I can be in my head quite a bit sometimes and by Saturday, I started to feel a bit homesick. Too much thinking and too much writing drove me to the edge of exhaustion.
I called my best friend Jill who even from Italy, manages to sense how I am doing. “I cannot read your blog sometimes” she said. “I know you too well for that”.
I got it. I knew what she meant.
I had finished and submitted another book chapter to my editor by Saturday, so I took the weekend off from thinking, writing, editing, and all things work-related.
I quickly blended a soup of avocados, cucumber, and apple. Served it with olive oil-poached salmon, radishes, and watercress.

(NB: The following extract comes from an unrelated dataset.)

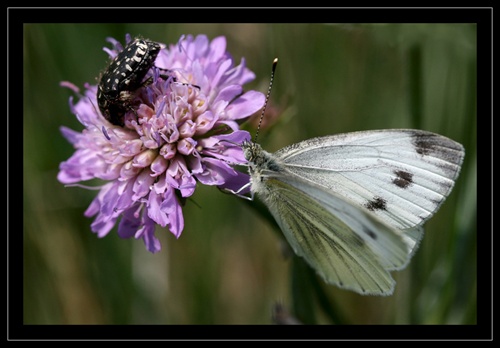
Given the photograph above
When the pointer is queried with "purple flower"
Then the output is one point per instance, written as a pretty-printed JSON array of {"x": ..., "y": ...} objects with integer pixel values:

For dessert, last year’s apricot tart. The simplest tart you can make.
I needed to experience cooking and food in a practical way, not always needing to associate it to an emotion or a feeling.
But is that even possible?
Not sure I am good at that, especially when I end up photographing what I have cooked. Then, food takes another dimension once again as photographing means recreating the moment, the mood in which this dish was created. Photographing means creating an emotion.
I just cannot escape it.
Avocado and Apple Soup with Poached Salmon
8 oz salmon
1/4 tsp salt
1/8 tsp black pepper
1/4 cup olive oil
2 ripe avocados, peeled, pit removed and diced
1 medium green apple, peeled, cored and diced
1 medium cucumber, peeled, seeded and diced
1/4 cup diced yellow onion
Juice of half a lemon
2 1/2 cups vegetable stock
1/2 tsp salt
1/4 tsp black pepper
1/4 cup thinly sliced radishes
1/4 cup sliced green onions
Season the salmon with salt and pepper. In a small saute pan, heat the olive oil over medium heat until warm. Submerge the salmon and let it cook slowly for 5 to 7 minutes until the outside is no longer opaque but center is still slightly pink.
Meanwhile, puree the avocados, apple, cucumber, onion, vegetable stock, salt and pepper in a blender. Adjust seasoning. It will be thick. Add more stock if desired.
Serve the soup at room temperature with the flaked salmon, radishes, green onions and some watercress leaves.